The company reported a net loss from continuing operations in 2009 of $192 million, or $3.56 per share. The net loss included restructuring charges and a charge for the impairment of goodwill and other intangible assets in the company’s television segment totaling $196 million after taxes, or $3.64 cents per share. The company reported a net loss from continuing operations in 2008 of $551 million, or $10.19 per share. The net loss included a charge for the impairment of newspaper goodwill, the write-down of certain long-lived assets in the television division, the write-down of an investment in a Colorado newspaper partnership, charges related to the spin-off of Scripps Networks Interactive, and a loss that resulted from the repurchase of previously issued debt from bondholders ahead of scheduled maturity dates. Those items totaled $604 million after taxes, or $11.16 cents per share.
Financial flexibility
Long-term debt at the end of the fourth quarter was $35.9 million, up from $29.5 million at the end of the third quarter. Contributing to the increase in debt was the company’s decision during the fourth quarter to voluntarily make a $20 million contribution to the company’s defined benefit pension plans.
At the end of 2009 the value of the company’s pension plan assets was approximately $115 million less than the value of the company’s accumulated benefit obligations, a decrease in the unfunded liability of $30 million from the end of 2008. Although the company is not required to make any contributions to its defined benefit plans during 2010, the company will likely make voluntary contributions to its plans in the coming year.
Cash, cash equivalents and short-term investments totaled $26.6 million at the end of the fourth quarter, down from $31.7 million at the end of the third quarter.
Strategic options explored for United Media
The company also announced today that it is exploring strategic options for United Media Licensing, the wholly owned character licensing operation of United Media. Among the possible outcomes of the exploratory process are a sale or joint venture involving all or part of United Media Licensing. Another option is to keep operating the business if the exploratory process leads management to determine that more long-term value can be created for company shareholders by retaining the property.
“Scripps is proud to have United Media Licensing in its portfolio, but the recent interest and activity in the market for character-based properties make this an appropriate time to determine if more long-term value will be created for our shareholders by continuing to operate the business or finding another alternative,” said Boehne. “We recognize that ‘exploring strategic options’ often is a euphemism for ‘sale,’ but this truly is an exercise to determine if these properties would be more valuable with another owner. If not, we’ll continue to nurture the characters as we have for decades.”
Looking ahead
Forecasting first-quarter performance is complicated by the effect of economic uncertainty on the decisions of advertisers. At this point, management believes the generally improving business trends reported in the fourth quarter of 2009 will continue in the first quarter of 2010.
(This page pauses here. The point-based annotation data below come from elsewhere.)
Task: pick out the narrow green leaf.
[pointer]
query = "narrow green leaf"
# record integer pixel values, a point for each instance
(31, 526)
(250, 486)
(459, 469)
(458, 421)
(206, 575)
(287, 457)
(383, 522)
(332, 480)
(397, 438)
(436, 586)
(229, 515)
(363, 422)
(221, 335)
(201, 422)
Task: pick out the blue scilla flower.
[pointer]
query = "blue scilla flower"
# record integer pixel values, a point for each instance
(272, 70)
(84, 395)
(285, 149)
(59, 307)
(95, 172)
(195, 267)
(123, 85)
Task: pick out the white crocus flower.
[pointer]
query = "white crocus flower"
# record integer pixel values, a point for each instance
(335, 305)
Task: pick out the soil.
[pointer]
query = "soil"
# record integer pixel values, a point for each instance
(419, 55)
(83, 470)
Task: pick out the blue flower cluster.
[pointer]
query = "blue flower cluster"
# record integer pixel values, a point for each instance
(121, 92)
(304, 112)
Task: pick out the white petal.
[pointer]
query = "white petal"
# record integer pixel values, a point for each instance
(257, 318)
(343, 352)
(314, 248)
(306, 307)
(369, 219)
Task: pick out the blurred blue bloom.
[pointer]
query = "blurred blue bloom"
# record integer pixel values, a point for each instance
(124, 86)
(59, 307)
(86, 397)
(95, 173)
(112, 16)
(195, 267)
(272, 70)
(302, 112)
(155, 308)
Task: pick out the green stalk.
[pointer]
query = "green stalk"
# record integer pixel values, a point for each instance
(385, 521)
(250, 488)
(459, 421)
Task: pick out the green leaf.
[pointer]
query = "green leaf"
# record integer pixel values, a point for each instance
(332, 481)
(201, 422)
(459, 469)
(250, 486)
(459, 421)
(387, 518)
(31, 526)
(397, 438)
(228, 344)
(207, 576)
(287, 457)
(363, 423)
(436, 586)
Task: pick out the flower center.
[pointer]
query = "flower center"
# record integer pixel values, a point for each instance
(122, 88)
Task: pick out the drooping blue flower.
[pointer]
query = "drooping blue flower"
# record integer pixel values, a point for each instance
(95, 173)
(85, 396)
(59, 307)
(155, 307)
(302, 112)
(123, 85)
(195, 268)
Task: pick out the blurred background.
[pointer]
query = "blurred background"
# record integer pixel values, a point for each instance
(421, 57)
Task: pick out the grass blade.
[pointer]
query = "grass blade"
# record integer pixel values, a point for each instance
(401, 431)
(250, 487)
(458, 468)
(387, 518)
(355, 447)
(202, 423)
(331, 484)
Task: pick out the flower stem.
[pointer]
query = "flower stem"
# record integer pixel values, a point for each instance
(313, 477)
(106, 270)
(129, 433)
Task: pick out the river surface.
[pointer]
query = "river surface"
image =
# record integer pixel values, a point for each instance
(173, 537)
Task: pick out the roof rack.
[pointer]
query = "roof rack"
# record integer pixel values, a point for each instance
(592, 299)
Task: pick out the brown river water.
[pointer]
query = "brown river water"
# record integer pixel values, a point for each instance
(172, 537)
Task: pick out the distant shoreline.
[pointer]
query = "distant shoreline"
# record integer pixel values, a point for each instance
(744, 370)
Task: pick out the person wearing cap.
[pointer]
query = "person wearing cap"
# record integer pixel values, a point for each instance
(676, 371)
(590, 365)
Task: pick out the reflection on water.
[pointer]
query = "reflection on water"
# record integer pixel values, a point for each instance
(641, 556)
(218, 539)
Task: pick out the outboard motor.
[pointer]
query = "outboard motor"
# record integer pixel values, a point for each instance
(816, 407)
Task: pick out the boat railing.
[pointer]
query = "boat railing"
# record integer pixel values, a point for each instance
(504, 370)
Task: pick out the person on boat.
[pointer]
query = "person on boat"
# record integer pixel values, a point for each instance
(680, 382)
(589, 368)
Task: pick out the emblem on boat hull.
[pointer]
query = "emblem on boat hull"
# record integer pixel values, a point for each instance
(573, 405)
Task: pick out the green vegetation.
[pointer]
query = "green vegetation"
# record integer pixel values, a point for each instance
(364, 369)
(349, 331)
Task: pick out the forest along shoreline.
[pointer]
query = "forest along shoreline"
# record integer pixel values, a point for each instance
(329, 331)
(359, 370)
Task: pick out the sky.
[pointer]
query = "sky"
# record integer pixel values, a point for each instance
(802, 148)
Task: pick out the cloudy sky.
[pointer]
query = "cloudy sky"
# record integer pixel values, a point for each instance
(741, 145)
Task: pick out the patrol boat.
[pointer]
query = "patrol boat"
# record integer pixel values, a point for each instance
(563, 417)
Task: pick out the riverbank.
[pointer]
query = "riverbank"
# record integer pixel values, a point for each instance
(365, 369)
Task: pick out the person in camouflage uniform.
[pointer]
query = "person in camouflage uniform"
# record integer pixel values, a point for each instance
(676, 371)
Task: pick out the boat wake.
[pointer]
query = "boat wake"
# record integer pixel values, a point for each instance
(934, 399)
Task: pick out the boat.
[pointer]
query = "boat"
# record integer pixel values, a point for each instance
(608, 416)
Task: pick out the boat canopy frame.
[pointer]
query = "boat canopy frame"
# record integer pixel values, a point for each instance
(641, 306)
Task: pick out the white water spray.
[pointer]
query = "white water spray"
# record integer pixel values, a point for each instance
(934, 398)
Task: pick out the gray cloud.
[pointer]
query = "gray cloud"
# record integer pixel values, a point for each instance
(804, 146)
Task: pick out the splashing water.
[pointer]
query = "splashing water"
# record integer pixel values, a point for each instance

During the coming year, the company will continue to implement the restructuring of certain functions and the standardization and centralization of key systems and processes in the newspaper division. This pursuit of operational efficiencies could result in restructuring charges of up to $22 million during the course of 2010.
For the full year 2010, capital expenditures are expected to be approximately $20 million, and depreciation and amortization will be approximately $45 million. Full-year corporate expenses are expected to be approximately $32 million.
The company expects to receive at least $45 million in Federal tax refunds in 2010.